The start of each year brings new promise and offers a chance to refresh. This was particularly the case in 2021, as UN Nutrition ‒ including its new secretariat ‒ got its feet on the ground and the Scaling Up Nutrition (SUN) Movement initiated its much anticipated third phase of activity. It also largely coincided with a turnover in the UN representation in the SUN Executive Committee (ExCom), offering additional opportunities to reflect on and reform how the United Nations System engages in the Movement.
“The launch of SUN 3.0, coinciding with the 2021 Year of Action on Nutrition, provides an opportunity for all nutrition stakeholders to reaffirm our commitment to the multi-sectoral, multi-stakeholder SUN approach, and to scale up our efforts to implement it, responding to increasing needs due to COVID-19,”

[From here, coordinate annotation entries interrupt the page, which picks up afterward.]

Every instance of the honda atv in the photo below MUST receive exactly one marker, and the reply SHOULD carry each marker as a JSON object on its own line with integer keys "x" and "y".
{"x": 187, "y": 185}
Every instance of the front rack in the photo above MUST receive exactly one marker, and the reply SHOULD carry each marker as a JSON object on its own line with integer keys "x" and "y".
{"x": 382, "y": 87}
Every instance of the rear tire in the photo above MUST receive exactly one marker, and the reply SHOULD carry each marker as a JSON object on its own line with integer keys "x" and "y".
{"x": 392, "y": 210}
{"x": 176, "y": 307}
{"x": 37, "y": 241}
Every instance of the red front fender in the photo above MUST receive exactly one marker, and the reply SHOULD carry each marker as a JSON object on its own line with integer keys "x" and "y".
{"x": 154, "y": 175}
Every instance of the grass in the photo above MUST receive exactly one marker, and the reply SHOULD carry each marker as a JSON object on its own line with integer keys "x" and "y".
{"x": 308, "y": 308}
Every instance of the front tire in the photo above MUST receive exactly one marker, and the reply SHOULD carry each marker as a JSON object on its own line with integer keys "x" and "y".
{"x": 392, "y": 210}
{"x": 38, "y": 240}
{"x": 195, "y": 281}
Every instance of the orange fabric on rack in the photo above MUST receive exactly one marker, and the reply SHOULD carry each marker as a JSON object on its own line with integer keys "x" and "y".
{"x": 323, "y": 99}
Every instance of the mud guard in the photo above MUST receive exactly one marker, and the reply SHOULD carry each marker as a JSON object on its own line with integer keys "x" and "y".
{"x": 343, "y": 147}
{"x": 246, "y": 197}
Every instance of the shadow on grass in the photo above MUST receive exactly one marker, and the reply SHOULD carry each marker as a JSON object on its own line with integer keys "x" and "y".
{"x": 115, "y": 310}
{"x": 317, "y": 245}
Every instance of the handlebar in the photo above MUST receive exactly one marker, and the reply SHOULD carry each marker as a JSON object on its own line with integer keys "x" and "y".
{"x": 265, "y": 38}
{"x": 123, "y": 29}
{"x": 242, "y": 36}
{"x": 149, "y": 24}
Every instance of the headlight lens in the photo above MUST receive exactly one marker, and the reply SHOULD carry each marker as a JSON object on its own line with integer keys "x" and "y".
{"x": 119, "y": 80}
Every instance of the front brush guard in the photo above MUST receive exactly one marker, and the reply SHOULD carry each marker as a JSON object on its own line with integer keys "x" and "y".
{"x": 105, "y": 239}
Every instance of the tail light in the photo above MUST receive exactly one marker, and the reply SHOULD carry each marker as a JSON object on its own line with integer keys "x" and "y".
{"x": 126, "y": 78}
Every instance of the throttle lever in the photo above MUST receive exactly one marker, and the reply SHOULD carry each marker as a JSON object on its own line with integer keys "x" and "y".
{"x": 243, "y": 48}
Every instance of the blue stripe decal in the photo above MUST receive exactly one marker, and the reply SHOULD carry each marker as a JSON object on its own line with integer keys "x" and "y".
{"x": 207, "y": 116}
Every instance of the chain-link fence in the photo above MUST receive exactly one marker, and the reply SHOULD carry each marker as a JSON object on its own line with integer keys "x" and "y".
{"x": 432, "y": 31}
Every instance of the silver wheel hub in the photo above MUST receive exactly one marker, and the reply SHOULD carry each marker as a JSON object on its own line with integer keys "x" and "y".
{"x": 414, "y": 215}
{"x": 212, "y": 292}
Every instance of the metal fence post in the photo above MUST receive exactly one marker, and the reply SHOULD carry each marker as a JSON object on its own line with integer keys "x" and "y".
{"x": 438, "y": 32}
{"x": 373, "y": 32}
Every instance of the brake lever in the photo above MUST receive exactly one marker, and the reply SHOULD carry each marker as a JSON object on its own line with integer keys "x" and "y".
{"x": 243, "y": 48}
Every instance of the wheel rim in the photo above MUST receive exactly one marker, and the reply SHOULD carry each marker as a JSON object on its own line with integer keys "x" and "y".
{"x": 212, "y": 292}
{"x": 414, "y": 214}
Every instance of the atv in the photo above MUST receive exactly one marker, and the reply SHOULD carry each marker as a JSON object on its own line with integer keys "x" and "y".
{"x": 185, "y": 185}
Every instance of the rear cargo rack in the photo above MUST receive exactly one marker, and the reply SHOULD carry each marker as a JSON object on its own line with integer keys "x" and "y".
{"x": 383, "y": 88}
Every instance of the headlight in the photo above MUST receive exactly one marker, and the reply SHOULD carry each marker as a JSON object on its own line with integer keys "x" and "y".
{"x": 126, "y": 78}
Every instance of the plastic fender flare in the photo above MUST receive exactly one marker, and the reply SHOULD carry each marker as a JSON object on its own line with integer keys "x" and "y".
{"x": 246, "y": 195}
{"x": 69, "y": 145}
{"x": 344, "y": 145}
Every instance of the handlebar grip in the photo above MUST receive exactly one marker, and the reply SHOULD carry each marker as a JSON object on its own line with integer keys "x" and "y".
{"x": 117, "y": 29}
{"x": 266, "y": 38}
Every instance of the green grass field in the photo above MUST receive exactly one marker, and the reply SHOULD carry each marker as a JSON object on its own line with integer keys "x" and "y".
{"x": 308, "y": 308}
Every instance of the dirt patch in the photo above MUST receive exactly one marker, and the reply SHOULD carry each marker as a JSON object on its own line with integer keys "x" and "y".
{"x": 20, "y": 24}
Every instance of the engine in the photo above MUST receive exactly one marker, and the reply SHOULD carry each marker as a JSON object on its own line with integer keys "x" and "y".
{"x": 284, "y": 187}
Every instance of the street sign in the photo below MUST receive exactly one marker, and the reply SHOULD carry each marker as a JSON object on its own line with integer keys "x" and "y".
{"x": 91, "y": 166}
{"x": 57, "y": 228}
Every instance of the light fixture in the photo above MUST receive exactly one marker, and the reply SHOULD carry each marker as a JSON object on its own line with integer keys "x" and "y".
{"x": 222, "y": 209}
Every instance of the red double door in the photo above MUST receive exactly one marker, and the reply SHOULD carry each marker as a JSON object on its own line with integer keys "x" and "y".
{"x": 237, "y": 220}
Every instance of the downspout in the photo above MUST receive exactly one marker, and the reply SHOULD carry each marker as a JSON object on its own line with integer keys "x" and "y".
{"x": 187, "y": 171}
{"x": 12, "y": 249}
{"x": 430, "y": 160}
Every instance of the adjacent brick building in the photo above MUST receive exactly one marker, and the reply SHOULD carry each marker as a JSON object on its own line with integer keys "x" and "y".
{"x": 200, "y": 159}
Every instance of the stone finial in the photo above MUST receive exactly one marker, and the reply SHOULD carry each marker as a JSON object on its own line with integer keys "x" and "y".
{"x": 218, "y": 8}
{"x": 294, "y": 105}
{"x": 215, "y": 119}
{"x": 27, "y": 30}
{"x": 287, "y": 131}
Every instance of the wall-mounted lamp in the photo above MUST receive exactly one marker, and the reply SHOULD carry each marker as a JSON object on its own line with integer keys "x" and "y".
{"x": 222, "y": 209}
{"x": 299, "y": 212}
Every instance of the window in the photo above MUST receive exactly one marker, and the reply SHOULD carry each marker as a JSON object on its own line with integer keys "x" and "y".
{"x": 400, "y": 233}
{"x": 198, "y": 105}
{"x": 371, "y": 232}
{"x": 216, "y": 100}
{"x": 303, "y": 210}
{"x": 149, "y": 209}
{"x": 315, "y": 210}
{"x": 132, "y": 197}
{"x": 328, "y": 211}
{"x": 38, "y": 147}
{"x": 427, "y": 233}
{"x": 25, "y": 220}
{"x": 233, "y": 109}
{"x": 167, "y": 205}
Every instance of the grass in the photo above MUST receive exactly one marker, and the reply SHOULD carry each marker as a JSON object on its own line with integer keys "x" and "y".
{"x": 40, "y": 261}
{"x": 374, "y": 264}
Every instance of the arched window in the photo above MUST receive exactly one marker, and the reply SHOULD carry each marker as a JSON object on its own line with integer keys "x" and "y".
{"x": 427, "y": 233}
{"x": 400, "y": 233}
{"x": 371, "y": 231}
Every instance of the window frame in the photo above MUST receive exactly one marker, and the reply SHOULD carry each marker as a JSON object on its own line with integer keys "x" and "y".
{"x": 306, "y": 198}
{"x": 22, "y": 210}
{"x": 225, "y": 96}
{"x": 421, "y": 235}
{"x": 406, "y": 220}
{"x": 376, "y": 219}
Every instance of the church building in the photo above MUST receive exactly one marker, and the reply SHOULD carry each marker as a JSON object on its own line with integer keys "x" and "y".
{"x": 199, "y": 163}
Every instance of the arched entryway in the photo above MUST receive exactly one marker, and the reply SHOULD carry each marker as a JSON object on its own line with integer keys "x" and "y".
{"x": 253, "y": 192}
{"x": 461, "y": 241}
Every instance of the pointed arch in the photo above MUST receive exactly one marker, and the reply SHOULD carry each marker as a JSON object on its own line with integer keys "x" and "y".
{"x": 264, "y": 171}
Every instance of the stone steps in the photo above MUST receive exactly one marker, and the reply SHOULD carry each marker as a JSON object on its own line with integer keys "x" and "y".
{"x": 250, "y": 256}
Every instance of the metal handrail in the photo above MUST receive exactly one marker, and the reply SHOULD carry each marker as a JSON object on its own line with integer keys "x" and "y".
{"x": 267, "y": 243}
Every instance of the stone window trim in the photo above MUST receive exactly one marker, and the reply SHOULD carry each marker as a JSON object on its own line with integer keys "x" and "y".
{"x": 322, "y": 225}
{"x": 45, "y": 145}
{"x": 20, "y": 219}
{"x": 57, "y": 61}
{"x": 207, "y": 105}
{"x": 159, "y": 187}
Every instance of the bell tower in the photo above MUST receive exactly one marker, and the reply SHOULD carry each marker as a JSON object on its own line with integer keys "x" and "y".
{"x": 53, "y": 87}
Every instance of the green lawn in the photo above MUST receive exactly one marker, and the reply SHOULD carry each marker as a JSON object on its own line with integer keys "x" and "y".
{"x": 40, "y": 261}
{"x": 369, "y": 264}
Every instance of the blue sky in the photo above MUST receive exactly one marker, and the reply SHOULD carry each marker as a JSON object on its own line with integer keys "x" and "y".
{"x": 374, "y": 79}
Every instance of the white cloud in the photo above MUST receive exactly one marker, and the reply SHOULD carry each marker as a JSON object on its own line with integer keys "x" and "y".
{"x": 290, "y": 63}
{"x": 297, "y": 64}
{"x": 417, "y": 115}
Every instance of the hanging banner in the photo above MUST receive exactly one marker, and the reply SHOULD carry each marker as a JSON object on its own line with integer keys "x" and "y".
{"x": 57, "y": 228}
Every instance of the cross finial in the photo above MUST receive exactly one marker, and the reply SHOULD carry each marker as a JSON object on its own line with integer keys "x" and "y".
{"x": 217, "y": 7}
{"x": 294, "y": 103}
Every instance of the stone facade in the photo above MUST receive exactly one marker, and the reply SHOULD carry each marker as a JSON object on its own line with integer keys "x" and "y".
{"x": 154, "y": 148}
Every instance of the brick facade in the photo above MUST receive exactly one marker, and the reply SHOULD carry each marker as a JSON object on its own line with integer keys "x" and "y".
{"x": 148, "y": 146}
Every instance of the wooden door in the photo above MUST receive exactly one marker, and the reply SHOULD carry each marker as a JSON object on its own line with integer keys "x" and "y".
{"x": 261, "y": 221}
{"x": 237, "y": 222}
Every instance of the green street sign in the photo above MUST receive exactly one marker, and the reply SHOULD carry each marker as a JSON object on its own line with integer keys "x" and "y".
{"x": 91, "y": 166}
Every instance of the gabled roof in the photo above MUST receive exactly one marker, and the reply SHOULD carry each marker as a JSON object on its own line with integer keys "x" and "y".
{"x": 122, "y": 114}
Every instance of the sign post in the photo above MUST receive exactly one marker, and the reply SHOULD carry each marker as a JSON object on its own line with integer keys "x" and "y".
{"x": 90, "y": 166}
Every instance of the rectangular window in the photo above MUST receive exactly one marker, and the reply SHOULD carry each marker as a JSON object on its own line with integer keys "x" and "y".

says Allison Oman Lawi, Director, a.i. of the Nutrition Division at the World Food Programme (WFP) and one of two UN representatives in the SUN ExCom. Fast forward six months and the following picture emerges.
Empowering governments to take the lead
The SUN 3.0 strategy places an emphasis on country leadership and results, calling upon networks to align action behind national priorities. Allison considers that,
“The SUN 3.0 focus on greater country ownership and leadership is a major strength.”
UN Nutrition has a comparative advantage of working at the country level, in view of the UN’s longstanding relations with and access to government, including in fragile contexts. During the third phase of SUN, the UN agencies will continue to coordinate their work as a network and in support of government nutrition efforts, as part of the SUN multi-stakeholder platforms.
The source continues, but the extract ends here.